01 Brief
the situation
Hawai‘i’s State Climate Change Mitigation and Adaptation Commission didn’t have a website. Its work sat as a news feed buried inside a larger department’s site — easy to miss, impossible to own. They needed a real home: every island served, 37 climate pathways published, and a team of non-developers able to run it themselves. A State of Hawai‘i contract, over a year of work — and one we cared about, because this is our state’s coastline too.
02 Discovery
what we found
Two problems, both the kind that sink a timeline. First: 37 distinct climate sectors, each needing a deep, identically-structured page — sea level rise on our shores, our coral reefs, our ‘aina, on and on. Second, and harder: the Commission wanted residents across the islands to submit events, but no government office has the staff to babysit a moderation queue or sweep out expired listings by hand. So we made the site do it.
03 Design
the design approach
They knew exactly what it should feel like — a dark, ocean-and-‘aina identity that reads as official State of Hawai‘i — and our job was to hit it precisely, 37 times, without it collapsing into a wall of policy text. Dense made navigable. That’s the craft.
04 Build
how it was built
Government-scale content needs government-scale structure. Built on WordPress with Elementor:
- 37 Climate Action Pathways pages — a single deep template repeated across all 37 sectors, each carrying structured sections (Numbers & Targets, Key Features, Challenges & Opportunities, State & County Actions, measure tables, case studies, and resource links). Built to hold a large volume of policy content while staying consistent and navigable.

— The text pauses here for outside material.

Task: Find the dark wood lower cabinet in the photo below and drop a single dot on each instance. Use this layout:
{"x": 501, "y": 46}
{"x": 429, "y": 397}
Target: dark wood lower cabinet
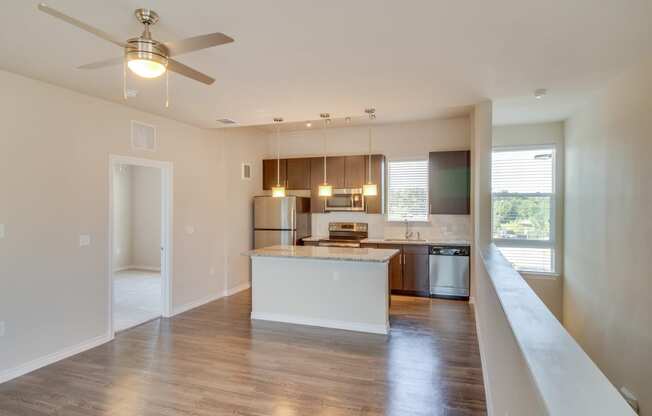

- Custom moderated community event system — residents and partner organizations submit events through a front-end form; submissions enter a moderation queue for Commission staff to review and approve; approved events publish to the calendar automatically; and each event auto-expires off the site once its date has passed. No manual cleanup, no stale listings.
- Supporting systems — news/press, commission meeting schedule, “Meet the Commission” member profiles, the Climate Action Artist Residency feature, and an Instagram feed, all managed in-house.
05 Launch / Ongoing
the relationship
The portal launches in 2026. The clearest measure of the work isn’t live yet — it’s this: before the first site even shipped, the State hired us for a second one. A rebate finder, same initiatives. The State of Hawai‘i had its pick of vendors. It kept the local team.